Education

Concerns mount in Chapel Hill over prospect of students returning to UNC amid pandemic

Classes resume at the University of North Carolina at Chapel Hill in one month, and concerns are mounting over the safety of having thousands of college students back on campus amid the ongoing coronavirus pandemic.

Posted Updated

By
Sarah Krueger
, WRAL Durham reporter
CHAPEL HILL, N.C.Classes resume at the University of North Carolina at Chapel Hill in one month, and concerns are mounting over the safety of having thousands of college students back on campus amid the ongoing coronavirus pandemic.
Jermany Alston, a housekeeper on campus, said Friday that four other housekeepers have already tested positive for the virus with only a limited number of people on campus. She said she worries because she works in a dorm that houses football players, and the team halted its workouts this week after identifying a cluster of infections.

"I have cleaned the rooms that they have been in, so I don’t know what rooms the person was in or who has it or have I come in contact with them," Alston said. "It’s scary for me because then I have to go home, and if I do have it, then I put my family at risk as well."

She said she doesn't believe UNC-Chapel Hill administrators are doing enough to protect staff.

"The only thing we wear right now is gloves and a mask. That’s all," she said. "I don’t even think we should be back at work. ... It’s like a lose-lose situation. You don’t know which way to go. You don’t know who has it."

Alston is among a growing chorus of UNC-Chapel Hill faculty and workers who say the online classes that started in March at the outset of the pandemic should continue through fall semester. If students do return to campus, she said, they all should be tested for the virus.

UNC-Chapel Hill officials said no mass testing of students is planned.

"Testing every member of our community could create a false sense of security," states a notice on the Carolina Together website. "The CDC does not recommend widespread, asymptomatic testing and, instead, recommends that all individuals take preventative measures to reduce the spread of the COVID-19 virus. This is consistent with the advice of our own infectious disease and public health faculty experts."

Campus workers aren't the only ones concerned.

Chapel Hill resident Lou Lipsitz wrote in a letter to Chancellor Kevin Guskiewicz that officials were playing Russian roulette with everyone's lives by reopening the campus too soon.

"This will change the way I live and, I think, many, many other people, too," Lipsitz said Friday. "We’ll have to be, frankly, just scared and careful."

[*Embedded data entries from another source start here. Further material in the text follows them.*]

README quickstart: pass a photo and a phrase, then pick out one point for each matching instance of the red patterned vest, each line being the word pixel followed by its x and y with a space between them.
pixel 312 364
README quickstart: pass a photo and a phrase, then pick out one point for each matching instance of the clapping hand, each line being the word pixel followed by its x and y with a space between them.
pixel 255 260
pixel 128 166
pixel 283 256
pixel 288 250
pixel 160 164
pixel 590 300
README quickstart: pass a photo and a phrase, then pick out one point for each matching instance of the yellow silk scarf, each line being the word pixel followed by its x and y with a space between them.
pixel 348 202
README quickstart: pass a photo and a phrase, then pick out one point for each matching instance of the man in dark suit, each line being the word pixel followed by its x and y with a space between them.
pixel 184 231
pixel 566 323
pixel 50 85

He said he doesn't get out much now because of the pandemic, and his outings would be reduced even more if students are back in Chapel Hill.

"I would be much, much less willing to go out and take a walk in town, I might even be more careful taking a walk on some trails I typically take walks on," he said.

Amy Odom, a Chapel Hill resident whose son will be a freshman this fall, said she also has concerns about everyone's safety, but she's hopeful that classes can start on campus without a problem as long as students adhere to public health guidelines.

"If we can get people to follow those, I think we can have a safer reopening of the university, and it benefits the community as a whole," Odom said.

She wrote to the Chapel Hill Town Council recently to complain about crowds of young adults partying at restaurants late into the night despite the rules about social distancing and wearing masks in public. Orange County officials subsequently ordered all restaurants to close their dining rooms and cut off alcohol sales at 10 p.m., beginning Friday.